Come sai, anamorfosi significa letteralmente “rigenerazione”, da cui “di nuova forma”, perché dalla deformazione grafica dell’oggetto rappresentato possiamo “ricostruire” una visione corretta solo ponendoci in un determinato punto di vista; in più le anamorfosi producono un fascino particolare anche perché, al di là della precisione tecnica, suscitano un’idea di mistero.
Allora dalla “poltrona” dei “tuoi” mobili, dalle “rose” del “tuo” giardino, messe sempre bene in evidenza – anzi, per ricordare che “non c’è rosa senza spine”, a queste aggiungi degli spilli che rendono perfettamente la sensazione della puntura – passi ad una forma di “occultamento” o, per lo meno, di un nascondimento dell’oggetto che può essere visto solo da pochi, solo da chi “entra in empatia” con te, o perché sa (leggere un’anamorfosi) o per caso. Voglio dire che ora c’è un velo da sollevare per poter comprendere il tuo messaggio artistico e per poter, quindi, con l’occhio e con il cervello dialogare con te (con il frutto della tua creazione).
Ma c’è di più.
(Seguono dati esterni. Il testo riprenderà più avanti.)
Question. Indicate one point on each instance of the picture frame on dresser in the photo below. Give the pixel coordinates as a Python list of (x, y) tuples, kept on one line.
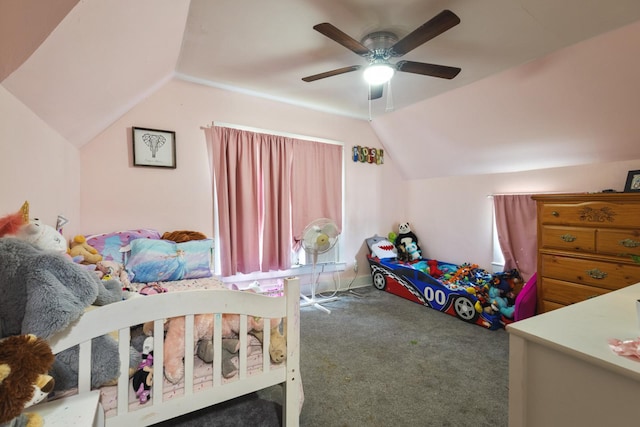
[(633, 182), (154, 148)]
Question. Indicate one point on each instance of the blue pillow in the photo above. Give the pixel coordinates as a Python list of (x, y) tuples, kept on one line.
[(155, 260)]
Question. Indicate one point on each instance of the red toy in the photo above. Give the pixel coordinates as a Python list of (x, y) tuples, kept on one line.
[(434, 271)]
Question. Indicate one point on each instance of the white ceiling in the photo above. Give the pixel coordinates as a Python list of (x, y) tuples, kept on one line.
[(104, 57), (268, 47)]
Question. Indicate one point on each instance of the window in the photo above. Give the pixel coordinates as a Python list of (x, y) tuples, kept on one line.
[(268, 187)]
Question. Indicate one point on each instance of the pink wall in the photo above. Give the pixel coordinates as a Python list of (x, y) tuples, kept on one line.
[(453, 216), (38, 165), (115, 195)]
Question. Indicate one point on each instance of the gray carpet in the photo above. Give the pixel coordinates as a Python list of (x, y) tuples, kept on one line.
[(380, 360)]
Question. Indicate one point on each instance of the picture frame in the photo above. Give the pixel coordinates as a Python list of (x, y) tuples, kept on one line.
[(633, 182), (154, 148)]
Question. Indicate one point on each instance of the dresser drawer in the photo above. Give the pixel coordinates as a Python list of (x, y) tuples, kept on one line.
[(618, 242), (568, 238), (565, 293), (596, 214), (601, 274)]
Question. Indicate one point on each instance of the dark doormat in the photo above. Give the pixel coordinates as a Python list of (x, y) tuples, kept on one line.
[(248, 410)]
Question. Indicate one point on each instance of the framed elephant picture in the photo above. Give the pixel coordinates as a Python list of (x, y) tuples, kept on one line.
[(154, 148)]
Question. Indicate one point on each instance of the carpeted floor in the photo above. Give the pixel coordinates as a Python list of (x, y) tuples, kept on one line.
[(380, 360)]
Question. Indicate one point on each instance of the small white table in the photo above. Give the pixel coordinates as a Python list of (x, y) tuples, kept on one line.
[(79, 410), (562, 371)]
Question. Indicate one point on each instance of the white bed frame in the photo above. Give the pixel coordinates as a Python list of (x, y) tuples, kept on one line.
[(123, 315)]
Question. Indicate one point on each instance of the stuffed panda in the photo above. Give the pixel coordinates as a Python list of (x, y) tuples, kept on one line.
[(407, 238)]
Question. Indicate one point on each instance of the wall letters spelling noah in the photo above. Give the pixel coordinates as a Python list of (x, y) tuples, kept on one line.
[(368, 155)]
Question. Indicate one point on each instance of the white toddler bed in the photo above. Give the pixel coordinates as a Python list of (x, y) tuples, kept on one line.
[(122, 316)]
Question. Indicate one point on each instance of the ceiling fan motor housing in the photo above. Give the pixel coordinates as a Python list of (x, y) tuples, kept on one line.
[(379, 44)]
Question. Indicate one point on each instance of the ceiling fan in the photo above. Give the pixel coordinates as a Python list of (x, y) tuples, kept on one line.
[(380, 46)]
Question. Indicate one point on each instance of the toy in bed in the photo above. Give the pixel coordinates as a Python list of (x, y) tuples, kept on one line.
[(203, 384), (174, 343), (458, 290), (24, 363), (43, 293)]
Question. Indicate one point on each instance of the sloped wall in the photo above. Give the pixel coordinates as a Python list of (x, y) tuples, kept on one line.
[(38, 165)]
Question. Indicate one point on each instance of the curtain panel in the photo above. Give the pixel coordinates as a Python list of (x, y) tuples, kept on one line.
[(268, 187), (517, 232)]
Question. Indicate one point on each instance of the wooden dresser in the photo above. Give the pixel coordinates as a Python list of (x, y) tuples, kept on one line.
[(586, 244)]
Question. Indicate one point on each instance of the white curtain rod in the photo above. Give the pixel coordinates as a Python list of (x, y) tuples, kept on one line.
[(523, 194), (271, 132)]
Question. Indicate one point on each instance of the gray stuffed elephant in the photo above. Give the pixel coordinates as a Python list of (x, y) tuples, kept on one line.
[(42, 293)]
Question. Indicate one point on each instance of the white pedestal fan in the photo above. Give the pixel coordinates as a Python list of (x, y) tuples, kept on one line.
[(318, 237)]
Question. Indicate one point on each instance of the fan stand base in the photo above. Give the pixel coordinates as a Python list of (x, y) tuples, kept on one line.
[(315, 302)]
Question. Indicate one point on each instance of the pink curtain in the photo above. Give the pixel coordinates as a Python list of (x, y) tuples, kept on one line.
[(276, 174), (261, 186), (316, 189), (517, 232)]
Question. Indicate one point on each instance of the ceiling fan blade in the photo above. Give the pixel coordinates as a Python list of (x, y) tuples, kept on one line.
[(430, 29), (375, 92), (432, 70), (331, 73), (339, 37)]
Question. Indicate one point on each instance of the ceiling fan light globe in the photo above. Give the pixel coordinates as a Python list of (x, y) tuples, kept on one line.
[(377, 74)]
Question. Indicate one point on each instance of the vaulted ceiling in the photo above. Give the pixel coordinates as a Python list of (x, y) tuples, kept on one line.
[(79, 65)]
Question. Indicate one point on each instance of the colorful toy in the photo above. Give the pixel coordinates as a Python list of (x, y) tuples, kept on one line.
[(40, 235), (203, 330), (42, 294), (407, 238), (142, 379), (24, 363), (80, 247), (433, 268), (230, 349), (113, 270), (499, 303)]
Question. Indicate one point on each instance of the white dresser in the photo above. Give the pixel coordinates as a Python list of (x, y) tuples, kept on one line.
[(562, 371)]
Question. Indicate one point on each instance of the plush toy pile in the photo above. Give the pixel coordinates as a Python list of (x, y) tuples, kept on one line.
[(80, 248), (24, 381), (406, 243), (203, 332)]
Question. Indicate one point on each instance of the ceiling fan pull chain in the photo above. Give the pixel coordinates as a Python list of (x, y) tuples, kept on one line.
[(389, 98)]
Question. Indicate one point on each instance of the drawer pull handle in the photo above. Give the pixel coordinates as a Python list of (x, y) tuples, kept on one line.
[(596, 274), (629, 243)]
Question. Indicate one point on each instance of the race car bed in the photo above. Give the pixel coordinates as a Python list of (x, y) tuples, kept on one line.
[(464, 291)]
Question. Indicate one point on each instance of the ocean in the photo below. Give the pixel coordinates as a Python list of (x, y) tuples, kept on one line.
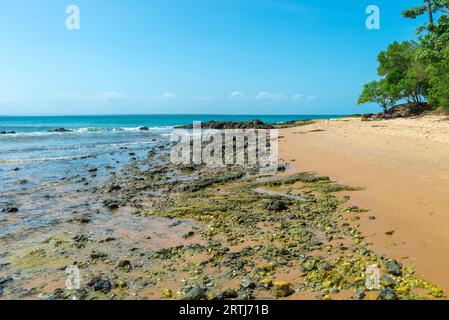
[(40, 171)]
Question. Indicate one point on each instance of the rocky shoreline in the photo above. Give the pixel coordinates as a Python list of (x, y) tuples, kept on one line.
[(154, 230)]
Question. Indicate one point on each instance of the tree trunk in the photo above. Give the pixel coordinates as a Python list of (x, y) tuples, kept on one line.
[(430, 11)]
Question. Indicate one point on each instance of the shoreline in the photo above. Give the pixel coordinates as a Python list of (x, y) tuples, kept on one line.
[(402, 167), (150, 229)]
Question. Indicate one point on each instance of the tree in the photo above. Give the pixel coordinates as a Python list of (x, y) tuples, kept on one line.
[(405, 77), (431, 7), (439, 82), (377, 92)]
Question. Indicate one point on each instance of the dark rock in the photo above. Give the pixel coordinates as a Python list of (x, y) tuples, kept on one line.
[(253, 124), (175, 224), (196, 293), (308, 265), (232, 255), (247, 283), (387, 281), (98, 255), (227, 294), (360, 294), (10, 210), (393, 267), (115, 188), (125, 264), (388, 294), (60, 130), (100, 283), (275, 205), (5, 279)]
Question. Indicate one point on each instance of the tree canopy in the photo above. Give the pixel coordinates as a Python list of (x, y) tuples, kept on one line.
[(415, 71)]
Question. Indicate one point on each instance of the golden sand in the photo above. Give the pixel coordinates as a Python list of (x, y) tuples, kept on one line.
[(403, 166)]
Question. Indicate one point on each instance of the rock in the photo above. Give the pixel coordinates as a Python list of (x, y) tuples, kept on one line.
[(360, 294), (227, 294), (196, 293), (175, 224), (326, 266), (282, 289), (232, 255), (387, 281), (388, 294), (308, 265), (188, 235), (275, 205), (100, 283), (125, 264), (60, 130), (167, 293), (266, 283), (253, 124), (10, 210), (247, 283), (393, 267), (98, 255), (114, 188), (5, 279)]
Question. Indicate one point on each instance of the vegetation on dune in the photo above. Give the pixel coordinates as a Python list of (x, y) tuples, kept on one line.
[(415, 71)]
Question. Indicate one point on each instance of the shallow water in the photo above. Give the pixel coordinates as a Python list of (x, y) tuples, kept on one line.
[(46, 175)]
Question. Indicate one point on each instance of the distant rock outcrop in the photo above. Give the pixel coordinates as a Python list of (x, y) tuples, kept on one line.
[(60, 130)]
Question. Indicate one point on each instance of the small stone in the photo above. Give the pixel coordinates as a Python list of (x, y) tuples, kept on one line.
[(266, 283), (196, 293), (232, 255), (308, 265), (167, 293), (100, 284), (98, 255), (247, 283), (125, 264), (282, 289), (393, 267), (388, 294), (175, 224), (387, 281), (227, 294), (360, 294)]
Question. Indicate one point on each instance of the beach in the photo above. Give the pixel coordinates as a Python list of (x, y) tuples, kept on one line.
[(402, 166), (97, 212)]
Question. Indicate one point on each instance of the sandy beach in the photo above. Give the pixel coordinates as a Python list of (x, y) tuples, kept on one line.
[(402, 166)]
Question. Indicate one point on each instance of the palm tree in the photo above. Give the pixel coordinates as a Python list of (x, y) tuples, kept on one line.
[(432, 7)]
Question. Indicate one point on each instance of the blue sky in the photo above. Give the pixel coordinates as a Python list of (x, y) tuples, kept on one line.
[(192, 56)]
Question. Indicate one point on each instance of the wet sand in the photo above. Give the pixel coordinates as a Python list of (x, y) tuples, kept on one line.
[(403, 166)]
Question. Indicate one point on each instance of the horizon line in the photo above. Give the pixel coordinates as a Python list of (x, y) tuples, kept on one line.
[(168, 114)]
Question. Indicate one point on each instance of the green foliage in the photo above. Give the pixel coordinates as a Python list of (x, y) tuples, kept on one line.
[(376, 92), (415, 71), (439, 81)]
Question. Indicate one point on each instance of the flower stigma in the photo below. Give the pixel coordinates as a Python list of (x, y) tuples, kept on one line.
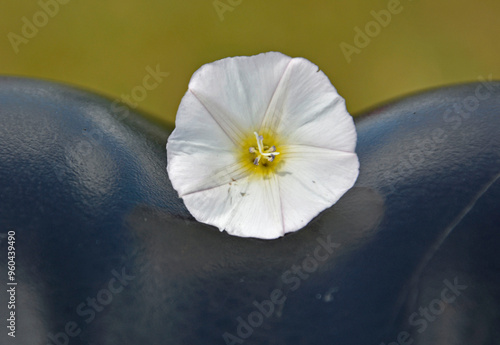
[(260, 153), (267, 152)]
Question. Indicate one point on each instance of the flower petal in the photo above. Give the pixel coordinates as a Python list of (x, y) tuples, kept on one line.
[(306, 109), (311, 180), (246, 208), (237, 91), (200, 155)]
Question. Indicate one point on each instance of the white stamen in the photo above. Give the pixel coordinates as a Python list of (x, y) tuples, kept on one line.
[(266, 151)]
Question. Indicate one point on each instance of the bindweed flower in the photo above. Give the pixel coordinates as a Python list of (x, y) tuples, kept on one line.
[(262, 145)]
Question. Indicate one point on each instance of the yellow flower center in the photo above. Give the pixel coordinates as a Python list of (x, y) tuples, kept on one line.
[(260, 153)]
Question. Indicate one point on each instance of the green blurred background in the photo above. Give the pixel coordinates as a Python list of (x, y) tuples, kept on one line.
[(105, 46)]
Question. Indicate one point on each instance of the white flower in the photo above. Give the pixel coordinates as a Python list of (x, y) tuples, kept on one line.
[(262, 144)]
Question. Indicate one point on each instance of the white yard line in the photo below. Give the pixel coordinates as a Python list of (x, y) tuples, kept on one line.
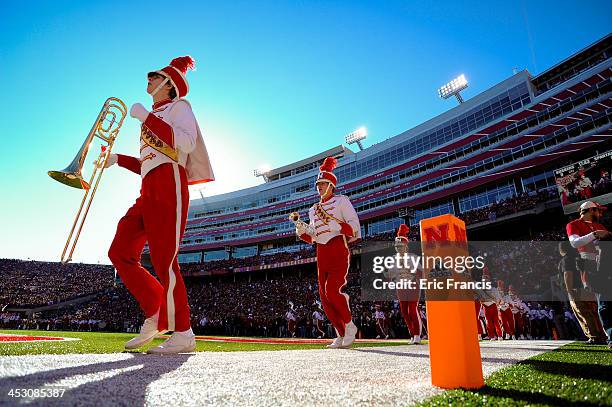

L’arte si è sviluppata su un rapporto analogico con la natura (la realtà), cioè la creazione artistica si è fondata, per secoli, sull’aristotelica “mimesi”, o imitazione e, in questa ottica, la prospettiva albertiana, sebbene fosse essa stessa una “illusione”, era quella che meglio rispondeva alla possibilità di riprodurre la natura o la realtà “così come si vedono”. Con l’anamorfosi – la parola compare nel sec. XVII, ma già nel XVI veniva realizzata – si introduce un concetto di “deformazione” (Roland Barthes). “L’anamorfosi si configura come finzione contrapposta, da un lato, alla prospettiva normalizzata, dall’altro, all’indice di realismo analogico che si suppone essa veicoli. È una tecnica delle allucinazioni, un’operazione intrisa di elementi magici, che consente un potenziamento della percezione visiva” (Attilia Scarlini e Giorgio Marcon, Artificio: prospettiva e anamorfosi, in L’altro occhio di Polifemo, catalogo della mostra a cura di Giorgio Celli, Galleria d’arte moderna, Bologna, marzo-aprile 1978, ed. Grafis, Bologna 1978).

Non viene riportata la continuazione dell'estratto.